Additional info and links, notes:
- Archeological Museum, Lisbon, Portugal is at : https://www.lisbon.net/archaeology-museum and wiki: https://en.wikipedia.org/wiki/National_Archaeology_Museum,_Portugal
- a beautiful ancient map of Iberia : https://upload.wikimedia.org/wikipedia/commons/6/68/Atlas_Van_der_Hagen-KW1049B12_017-PORTUGALLIAE_et_ALGARBIAE_REGNA.jpeg
- the city of Loulé region on Bing maps : https://binged.it/2RqlQz2
- Amphorae page at Wiki with many examples : https://en.wikipedia.org/wiki/Amphora
- Lusitania, Roman period Iberia : https://en.wikipedia.org/wiki/Lusitania
- Roman Empire map, 3rd Century : https://en.wikipedia.org/wiki/History_of_Spain#/media/File:Prima_tetrarchia_Diocletianus.PNG
- Baetica information : https://en.wikipedia.org/wiki/Hispania_Baetica
- Al Andalus : https://en.wikipedia.org/wiki/Al-Andalus
- And finally, Wikipedia's full series on History of Portugal : https://en.wikipedia.org/wiki/History_of_Portugal
With my thanks for the inspiration for this! :smile:
@design_RG Hey, you really got the hang of this! I am very very happy to have inspired such a pleasant and informative read :) also, thanks for the credit.
@anarchiv You are very welcome -- and I feel it's me who should be thankful.
I managed to pry myself of notifications and new posts, etc, jumped into a plain text editor and just worked thru it.
I like the result! And it's a new experience for me, the chunking up in manageable pieces. I am hoping to grab people glancing at any one of them and being curious. 😛 Like it happened to me!
Soon will probably make it into a blog post, it's real content and can get me started on blogging.
Long due, leave the stories written down, let others experience them.

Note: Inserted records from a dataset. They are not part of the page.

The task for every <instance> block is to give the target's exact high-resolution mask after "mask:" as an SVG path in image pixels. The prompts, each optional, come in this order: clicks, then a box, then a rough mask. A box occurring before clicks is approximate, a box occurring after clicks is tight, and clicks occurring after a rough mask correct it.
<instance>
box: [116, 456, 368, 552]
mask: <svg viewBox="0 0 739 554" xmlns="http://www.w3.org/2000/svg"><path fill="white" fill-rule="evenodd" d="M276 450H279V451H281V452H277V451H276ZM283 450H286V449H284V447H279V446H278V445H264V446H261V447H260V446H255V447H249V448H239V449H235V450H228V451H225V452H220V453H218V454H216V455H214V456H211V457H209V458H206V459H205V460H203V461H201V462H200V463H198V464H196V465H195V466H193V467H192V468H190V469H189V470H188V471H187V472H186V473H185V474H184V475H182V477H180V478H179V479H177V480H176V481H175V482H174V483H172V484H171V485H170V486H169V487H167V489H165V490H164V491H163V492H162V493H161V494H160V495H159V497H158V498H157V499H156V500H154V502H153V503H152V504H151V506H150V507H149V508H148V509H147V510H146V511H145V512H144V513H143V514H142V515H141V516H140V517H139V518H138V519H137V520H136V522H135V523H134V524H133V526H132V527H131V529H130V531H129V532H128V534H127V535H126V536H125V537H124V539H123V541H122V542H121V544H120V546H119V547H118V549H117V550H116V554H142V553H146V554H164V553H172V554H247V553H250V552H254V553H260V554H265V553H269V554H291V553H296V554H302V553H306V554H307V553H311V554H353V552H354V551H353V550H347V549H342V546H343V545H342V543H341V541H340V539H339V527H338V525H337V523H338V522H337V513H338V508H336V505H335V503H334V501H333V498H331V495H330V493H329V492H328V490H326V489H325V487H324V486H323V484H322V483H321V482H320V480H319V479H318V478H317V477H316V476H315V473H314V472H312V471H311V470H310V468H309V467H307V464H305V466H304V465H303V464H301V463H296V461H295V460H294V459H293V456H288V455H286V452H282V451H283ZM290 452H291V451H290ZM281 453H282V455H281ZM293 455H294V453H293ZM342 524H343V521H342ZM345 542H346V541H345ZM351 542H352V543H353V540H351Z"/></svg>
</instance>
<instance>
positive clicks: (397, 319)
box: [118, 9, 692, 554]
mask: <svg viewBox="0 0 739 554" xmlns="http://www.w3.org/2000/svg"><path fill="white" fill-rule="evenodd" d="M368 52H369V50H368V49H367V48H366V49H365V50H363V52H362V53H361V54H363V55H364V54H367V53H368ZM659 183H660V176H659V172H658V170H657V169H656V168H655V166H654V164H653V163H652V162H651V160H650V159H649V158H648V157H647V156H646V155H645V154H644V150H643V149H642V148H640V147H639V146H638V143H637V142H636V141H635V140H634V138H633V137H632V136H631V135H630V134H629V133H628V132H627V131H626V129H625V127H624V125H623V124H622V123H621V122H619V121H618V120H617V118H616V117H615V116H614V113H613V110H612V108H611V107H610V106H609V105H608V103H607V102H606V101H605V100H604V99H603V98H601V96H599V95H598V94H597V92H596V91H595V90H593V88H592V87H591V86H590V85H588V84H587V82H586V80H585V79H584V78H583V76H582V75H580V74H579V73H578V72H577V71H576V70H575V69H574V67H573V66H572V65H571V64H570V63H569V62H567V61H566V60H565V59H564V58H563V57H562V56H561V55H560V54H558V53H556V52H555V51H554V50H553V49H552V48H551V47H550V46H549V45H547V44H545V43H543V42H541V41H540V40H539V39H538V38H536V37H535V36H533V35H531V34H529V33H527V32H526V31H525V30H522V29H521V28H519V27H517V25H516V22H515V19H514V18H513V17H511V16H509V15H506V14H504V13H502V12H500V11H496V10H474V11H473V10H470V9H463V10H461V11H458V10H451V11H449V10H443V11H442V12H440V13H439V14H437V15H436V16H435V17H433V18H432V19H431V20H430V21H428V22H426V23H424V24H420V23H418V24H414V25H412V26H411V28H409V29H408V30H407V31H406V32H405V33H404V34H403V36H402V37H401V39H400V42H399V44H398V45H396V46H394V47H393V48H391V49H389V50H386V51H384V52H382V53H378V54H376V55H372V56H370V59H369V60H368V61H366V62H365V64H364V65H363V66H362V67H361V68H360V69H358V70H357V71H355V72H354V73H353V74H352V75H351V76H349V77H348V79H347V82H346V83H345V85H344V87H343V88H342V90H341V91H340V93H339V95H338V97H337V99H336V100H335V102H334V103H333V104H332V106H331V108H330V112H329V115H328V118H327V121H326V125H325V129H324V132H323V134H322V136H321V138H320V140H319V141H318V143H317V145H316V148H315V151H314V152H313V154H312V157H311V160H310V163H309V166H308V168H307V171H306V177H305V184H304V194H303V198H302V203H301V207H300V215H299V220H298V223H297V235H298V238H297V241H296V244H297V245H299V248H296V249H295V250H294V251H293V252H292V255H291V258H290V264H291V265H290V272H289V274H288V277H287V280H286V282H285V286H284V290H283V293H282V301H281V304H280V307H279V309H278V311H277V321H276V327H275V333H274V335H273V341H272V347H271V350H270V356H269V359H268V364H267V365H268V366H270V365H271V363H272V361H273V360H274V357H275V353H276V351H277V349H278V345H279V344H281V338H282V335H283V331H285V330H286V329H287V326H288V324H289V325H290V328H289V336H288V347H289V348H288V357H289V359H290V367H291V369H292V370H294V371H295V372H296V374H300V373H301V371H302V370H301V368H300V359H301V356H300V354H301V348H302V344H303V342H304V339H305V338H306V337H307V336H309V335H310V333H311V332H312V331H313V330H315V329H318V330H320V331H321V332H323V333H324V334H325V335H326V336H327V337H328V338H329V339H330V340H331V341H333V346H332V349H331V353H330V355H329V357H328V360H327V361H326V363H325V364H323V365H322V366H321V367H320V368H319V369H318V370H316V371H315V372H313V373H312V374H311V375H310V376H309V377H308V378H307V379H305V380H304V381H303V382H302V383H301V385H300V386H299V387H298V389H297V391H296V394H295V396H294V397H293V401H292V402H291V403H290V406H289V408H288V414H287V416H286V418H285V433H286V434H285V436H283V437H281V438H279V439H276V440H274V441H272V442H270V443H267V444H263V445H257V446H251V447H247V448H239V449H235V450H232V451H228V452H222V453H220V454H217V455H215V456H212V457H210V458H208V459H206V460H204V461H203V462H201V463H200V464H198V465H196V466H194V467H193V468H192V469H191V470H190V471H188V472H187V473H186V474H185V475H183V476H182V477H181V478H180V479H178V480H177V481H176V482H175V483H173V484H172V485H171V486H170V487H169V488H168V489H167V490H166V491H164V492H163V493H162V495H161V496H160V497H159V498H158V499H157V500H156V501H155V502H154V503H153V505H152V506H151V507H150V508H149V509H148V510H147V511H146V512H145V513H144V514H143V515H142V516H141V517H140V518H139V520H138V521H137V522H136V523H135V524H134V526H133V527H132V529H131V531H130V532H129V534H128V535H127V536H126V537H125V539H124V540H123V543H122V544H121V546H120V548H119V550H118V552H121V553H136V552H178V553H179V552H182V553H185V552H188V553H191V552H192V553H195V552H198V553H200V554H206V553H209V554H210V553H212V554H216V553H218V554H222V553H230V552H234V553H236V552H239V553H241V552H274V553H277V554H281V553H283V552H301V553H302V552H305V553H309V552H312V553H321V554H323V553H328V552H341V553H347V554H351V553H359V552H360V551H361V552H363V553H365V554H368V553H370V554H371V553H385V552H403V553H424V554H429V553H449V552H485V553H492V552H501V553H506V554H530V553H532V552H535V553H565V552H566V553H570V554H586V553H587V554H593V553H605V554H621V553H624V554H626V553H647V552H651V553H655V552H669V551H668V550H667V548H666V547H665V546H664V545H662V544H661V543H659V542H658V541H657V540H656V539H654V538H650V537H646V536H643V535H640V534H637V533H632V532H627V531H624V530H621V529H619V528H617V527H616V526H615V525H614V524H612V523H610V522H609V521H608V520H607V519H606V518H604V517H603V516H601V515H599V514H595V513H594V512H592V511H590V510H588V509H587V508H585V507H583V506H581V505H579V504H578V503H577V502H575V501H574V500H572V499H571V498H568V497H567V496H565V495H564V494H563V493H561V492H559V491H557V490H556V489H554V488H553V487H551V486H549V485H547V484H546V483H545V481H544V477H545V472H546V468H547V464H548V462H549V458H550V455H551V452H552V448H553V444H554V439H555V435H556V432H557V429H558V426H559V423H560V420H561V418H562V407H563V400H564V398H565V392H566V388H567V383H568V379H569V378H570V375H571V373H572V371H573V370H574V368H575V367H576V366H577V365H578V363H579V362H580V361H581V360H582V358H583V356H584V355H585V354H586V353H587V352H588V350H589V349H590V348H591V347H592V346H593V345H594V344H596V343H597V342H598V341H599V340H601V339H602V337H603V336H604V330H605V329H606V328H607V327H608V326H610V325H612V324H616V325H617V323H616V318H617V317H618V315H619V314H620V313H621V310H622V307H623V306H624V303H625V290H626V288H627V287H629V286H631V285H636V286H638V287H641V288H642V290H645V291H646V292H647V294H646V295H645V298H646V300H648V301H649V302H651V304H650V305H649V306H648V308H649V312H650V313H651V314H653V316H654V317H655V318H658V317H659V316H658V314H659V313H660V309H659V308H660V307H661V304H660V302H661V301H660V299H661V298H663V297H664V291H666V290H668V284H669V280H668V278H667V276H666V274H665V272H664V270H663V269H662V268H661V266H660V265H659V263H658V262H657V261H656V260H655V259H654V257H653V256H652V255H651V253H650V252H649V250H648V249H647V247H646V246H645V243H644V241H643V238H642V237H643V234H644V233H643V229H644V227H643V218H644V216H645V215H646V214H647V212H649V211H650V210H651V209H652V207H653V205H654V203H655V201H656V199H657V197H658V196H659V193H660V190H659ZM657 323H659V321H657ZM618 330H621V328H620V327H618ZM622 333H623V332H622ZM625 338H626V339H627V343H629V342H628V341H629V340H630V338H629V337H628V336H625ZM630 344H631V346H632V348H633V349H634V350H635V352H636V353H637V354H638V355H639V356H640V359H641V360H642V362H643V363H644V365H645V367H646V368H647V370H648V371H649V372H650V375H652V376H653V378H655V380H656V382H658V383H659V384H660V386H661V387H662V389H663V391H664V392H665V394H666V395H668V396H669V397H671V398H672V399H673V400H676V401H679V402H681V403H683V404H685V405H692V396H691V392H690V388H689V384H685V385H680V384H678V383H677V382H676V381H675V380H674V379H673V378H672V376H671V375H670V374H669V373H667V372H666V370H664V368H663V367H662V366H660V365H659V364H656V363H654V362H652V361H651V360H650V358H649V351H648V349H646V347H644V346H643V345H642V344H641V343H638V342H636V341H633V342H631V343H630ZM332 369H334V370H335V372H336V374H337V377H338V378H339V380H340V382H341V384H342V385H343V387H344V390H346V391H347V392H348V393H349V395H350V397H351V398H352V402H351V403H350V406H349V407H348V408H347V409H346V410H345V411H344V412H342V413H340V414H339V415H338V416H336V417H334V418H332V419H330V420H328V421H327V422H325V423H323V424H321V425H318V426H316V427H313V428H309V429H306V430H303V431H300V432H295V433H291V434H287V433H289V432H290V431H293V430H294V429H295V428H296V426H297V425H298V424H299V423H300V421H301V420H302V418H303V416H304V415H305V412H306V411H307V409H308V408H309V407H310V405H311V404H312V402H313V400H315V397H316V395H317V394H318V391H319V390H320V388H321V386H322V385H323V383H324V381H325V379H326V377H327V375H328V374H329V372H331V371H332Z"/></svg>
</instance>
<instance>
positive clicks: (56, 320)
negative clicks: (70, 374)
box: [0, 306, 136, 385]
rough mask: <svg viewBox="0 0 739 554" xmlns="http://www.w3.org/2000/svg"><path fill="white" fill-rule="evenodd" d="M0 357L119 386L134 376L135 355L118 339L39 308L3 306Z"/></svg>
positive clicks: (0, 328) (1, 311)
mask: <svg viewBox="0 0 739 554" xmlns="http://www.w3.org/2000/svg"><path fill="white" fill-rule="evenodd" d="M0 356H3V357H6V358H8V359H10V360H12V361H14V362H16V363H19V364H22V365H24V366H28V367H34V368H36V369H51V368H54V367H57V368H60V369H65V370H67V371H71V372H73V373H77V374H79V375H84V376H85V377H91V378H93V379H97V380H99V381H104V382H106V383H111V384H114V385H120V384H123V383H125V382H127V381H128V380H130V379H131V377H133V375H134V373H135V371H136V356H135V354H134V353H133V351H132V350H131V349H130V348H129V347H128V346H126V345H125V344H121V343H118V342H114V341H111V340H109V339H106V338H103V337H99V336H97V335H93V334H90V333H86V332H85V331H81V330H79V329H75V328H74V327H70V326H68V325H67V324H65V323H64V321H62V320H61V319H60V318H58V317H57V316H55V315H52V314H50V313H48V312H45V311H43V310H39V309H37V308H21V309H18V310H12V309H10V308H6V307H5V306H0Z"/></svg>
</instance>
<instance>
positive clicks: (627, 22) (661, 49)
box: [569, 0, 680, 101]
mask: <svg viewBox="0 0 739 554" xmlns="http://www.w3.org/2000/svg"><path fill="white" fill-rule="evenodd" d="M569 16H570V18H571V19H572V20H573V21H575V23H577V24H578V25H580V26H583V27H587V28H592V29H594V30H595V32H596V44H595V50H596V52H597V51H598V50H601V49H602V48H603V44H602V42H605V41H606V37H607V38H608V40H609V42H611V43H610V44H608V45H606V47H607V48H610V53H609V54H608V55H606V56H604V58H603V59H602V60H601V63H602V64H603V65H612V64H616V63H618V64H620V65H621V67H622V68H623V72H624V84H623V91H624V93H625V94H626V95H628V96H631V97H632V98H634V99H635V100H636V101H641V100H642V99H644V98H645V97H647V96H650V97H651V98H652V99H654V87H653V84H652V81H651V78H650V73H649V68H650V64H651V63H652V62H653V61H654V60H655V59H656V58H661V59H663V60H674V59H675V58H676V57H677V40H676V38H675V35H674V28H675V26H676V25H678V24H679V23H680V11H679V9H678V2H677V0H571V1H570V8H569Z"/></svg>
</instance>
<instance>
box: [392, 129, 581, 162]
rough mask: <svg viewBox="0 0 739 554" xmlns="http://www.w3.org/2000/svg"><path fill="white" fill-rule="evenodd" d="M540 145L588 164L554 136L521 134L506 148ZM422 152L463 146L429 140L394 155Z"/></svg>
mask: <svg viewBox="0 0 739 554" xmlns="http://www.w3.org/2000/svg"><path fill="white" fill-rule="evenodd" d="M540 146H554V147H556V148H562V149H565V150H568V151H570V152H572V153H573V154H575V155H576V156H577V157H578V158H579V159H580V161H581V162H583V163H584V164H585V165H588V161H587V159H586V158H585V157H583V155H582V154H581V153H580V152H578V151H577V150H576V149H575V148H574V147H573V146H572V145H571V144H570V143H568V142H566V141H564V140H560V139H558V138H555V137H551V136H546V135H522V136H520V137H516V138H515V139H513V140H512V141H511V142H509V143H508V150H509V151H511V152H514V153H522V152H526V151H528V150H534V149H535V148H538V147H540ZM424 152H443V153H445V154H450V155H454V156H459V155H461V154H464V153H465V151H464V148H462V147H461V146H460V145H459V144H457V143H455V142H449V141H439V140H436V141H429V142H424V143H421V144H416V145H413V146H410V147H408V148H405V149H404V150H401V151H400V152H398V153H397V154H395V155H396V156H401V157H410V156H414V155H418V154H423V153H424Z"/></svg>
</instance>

@design_RG come to think of it, I should probably do the same with some of my threads, and use that opportunity to refine them and work out some kinks.
@anarchiv I think that's an excellent idea. Makes the time we spend on creating content more worthwhile - if you preserve and place it somewhere else, one link away, rather than deep into thousands of posts which an active user will accumulate here, easily.
Until we have proper bookmarks in Mastodon, it's tough to keep tabs on things. I am lucky that my home instance here is very stable and has a wonderful Full text Search - which digs my own posts back for reference and to help others when needed.
@anarchiv Also -- we gain the chance to edit and add things, links, hash tags (which I completely forgot for this series of posts, sadly).
I posted as quickly as I could, jumping from Editor to browser and pushing Toot with the next post already copied into the Clipboard for pasting.
Was afraid of someone reacting and responding and breaking the flow of the text, happily it did not happen.
Don't mind at all comments after the full text is in, but it's best to keep it flowing without distractions, until complete.
@design_RG, this was great to read. Thanks so much for taking the time out! :)
(I do not, however, know whether or not to thank you for the Wikiwalk you're going to send me on!)